Africa’s richest man, Aliko Dangote, has offered a blunt explanation for the recurring mismatch between the monthly fuel production figures released by the Nigerian Midstream and Downstream Petroleum Regulatory Authority (NMDPRA) and the actual output of the Dangote Refinery—accusing the system of confusing evacuation with production.
Speaking pointedly on the controversy, Dangote said the figures being circulated by the regulator reflect only what is taken out of the refinery, not what is produced inside it, creating what he described as misleading public narratives around the refinery’s performance.
“The regulator, Farouk, is very smart,” Dangote remarked. “What he is doing is only telling Nigerians what was being taken out of the refinery. What has been taken out is totally different from what has been produced.”

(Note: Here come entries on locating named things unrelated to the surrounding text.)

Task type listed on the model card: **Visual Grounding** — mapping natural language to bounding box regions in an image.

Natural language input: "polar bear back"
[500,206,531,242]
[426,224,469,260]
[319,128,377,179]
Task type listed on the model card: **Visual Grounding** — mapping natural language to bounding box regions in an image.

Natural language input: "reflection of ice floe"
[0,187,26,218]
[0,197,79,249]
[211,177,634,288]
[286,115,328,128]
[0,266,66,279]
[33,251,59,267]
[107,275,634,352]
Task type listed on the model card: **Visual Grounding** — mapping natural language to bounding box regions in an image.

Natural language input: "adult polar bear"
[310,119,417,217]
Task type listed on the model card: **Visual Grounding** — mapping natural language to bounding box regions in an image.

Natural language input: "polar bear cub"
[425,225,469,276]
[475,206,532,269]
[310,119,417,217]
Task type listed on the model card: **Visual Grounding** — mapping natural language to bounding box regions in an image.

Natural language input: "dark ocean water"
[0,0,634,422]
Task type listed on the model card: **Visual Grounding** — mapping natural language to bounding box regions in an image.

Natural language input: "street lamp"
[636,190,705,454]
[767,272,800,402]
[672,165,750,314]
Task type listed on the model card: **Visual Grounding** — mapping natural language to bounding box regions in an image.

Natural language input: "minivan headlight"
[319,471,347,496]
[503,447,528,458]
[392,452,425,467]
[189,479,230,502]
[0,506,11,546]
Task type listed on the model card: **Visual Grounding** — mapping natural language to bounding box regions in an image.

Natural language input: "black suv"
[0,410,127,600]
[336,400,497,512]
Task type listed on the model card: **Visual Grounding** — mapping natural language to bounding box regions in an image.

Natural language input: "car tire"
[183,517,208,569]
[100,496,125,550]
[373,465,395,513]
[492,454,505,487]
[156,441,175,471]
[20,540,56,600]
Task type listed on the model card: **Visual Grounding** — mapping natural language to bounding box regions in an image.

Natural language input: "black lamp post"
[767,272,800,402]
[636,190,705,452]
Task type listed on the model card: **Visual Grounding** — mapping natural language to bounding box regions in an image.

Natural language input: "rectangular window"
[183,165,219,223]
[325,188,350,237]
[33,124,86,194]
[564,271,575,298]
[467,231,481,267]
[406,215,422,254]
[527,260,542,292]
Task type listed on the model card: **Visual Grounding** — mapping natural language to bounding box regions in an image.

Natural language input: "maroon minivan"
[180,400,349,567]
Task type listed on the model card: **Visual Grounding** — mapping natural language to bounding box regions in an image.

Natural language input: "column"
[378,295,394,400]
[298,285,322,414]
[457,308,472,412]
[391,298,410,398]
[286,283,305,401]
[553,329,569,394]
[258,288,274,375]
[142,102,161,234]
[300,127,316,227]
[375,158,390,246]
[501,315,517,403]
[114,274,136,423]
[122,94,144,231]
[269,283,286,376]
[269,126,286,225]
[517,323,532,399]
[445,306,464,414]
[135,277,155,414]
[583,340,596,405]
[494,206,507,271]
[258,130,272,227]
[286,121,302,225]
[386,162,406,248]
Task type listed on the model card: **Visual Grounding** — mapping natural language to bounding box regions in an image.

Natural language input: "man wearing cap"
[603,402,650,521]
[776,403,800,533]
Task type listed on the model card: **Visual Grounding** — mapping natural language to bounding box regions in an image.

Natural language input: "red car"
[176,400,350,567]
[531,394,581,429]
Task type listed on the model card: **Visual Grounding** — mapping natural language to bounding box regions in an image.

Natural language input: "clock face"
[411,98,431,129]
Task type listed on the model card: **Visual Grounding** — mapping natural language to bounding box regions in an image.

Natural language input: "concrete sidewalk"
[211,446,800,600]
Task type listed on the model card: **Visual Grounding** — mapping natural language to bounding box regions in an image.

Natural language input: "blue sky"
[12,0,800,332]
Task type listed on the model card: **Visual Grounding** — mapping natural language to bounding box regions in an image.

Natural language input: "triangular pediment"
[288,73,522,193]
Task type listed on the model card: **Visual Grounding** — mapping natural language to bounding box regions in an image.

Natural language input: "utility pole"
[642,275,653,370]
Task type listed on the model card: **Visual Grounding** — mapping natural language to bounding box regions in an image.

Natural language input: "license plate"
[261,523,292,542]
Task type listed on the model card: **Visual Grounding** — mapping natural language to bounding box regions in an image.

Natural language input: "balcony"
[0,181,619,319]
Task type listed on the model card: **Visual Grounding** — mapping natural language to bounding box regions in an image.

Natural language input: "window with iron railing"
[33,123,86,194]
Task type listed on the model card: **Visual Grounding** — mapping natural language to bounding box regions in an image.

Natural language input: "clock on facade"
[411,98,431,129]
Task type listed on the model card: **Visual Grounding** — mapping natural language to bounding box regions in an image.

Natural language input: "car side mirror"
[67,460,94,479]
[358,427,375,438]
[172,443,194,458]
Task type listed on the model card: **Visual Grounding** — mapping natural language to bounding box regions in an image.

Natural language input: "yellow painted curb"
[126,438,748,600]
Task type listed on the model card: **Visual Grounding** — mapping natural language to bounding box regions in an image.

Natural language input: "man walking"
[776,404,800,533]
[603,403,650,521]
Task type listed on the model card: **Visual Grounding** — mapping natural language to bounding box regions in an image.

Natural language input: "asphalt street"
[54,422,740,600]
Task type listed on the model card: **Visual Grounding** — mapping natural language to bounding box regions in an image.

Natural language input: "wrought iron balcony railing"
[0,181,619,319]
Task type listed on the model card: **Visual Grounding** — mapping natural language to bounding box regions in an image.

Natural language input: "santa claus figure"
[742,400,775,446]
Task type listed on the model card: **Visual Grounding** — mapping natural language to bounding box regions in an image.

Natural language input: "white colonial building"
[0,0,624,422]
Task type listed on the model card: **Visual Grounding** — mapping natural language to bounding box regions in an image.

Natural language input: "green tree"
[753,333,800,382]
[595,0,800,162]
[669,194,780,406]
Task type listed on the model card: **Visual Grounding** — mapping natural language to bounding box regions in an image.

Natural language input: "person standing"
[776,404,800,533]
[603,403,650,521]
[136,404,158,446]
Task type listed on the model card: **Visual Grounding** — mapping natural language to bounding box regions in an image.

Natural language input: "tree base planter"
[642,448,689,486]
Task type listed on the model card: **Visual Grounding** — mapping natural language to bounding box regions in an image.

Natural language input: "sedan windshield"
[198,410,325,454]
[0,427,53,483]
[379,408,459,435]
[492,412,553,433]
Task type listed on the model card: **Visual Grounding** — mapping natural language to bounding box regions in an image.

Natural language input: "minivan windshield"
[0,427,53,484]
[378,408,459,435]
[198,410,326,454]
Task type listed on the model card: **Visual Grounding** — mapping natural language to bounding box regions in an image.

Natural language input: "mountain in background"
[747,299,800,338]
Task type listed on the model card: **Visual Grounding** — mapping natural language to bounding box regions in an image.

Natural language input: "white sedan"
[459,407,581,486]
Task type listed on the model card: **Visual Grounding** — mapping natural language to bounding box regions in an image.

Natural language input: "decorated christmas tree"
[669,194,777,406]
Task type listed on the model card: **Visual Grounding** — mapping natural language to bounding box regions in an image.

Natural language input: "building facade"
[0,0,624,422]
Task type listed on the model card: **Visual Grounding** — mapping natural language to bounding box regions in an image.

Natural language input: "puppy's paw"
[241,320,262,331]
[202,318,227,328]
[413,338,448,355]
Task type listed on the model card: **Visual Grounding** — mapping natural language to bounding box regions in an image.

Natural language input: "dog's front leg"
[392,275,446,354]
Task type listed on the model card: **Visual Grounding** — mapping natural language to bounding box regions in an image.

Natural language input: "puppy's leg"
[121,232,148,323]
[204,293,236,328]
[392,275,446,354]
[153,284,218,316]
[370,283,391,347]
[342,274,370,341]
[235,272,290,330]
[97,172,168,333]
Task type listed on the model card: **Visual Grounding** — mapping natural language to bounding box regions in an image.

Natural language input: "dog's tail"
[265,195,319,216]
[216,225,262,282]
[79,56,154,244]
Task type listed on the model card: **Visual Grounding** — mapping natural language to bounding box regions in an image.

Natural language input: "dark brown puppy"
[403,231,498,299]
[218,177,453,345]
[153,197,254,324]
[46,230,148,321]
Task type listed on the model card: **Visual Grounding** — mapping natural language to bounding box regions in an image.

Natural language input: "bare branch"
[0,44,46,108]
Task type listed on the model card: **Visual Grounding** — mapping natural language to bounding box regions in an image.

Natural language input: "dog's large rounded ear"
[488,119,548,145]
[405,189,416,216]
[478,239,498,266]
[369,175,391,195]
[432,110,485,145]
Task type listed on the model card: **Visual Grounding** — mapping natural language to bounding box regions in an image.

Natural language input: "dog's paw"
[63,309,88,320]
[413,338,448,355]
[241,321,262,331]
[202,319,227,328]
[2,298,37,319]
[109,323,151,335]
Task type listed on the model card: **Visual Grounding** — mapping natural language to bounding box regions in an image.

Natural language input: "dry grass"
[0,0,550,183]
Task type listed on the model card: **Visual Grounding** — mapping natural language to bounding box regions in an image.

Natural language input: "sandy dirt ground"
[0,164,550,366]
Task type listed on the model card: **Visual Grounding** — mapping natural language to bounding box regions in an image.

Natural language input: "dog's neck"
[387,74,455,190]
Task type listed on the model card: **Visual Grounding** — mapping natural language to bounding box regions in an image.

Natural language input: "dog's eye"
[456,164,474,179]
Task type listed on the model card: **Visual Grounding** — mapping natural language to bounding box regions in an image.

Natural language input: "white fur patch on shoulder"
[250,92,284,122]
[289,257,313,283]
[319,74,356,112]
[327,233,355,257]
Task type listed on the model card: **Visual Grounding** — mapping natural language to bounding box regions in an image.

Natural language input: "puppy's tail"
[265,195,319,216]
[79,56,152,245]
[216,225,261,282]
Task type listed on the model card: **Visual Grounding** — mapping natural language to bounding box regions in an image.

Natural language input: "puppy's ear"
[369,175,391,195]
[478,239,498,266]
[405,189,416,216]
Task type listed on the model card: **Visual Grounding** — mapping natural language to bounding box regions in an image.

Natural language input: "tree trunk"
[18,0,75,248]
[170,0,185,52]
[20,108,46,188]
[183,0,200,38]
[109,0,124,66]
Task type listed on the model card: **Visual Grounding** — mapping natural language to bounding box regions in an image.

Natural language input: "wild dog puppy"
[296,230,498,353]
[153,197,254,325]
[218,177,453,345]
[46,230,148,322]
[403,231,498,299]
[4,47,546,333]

According to him, the distinction is critical. While production refers to the volume of refined products manufactured within the plant, evacuation depends on logistics, storage capacity, market demand and scheduling—factors that can significantly lag behind actual output.
Dangote revealed that after months of growing frustration over what he called persistent misinformation, the refinery formally invited the regulator to step in directly.
“When we got tired of all this misleading information, we wrote him a letter telling him to come every day to check our stock and publish what we produce and what we have in stock,” he said.
The statement is the clearest pushback yet from the Dangote Group against official data that has repeatedly sparked debates over whether the $20 billion mega-refinery is truly delivering on its promise to stabilise Nigeria’s fuel supply.
Industry analysts say the dispute highlights a deeper transparency problem in Nigeria’s energy reporting framework, where evacuation data is often mistaken by the public as production capacity—fueling speculation, doubt and political controversy.
With Dangote throwing the doors open to daily inspections, attention now shifts to the regulator: will NMDPRA accept the challenge and align its figures with on-site verification?
For a nation hungry for clarity in its energy transition, the numbers—and how they are reported—may now matter as much as the fuel itself.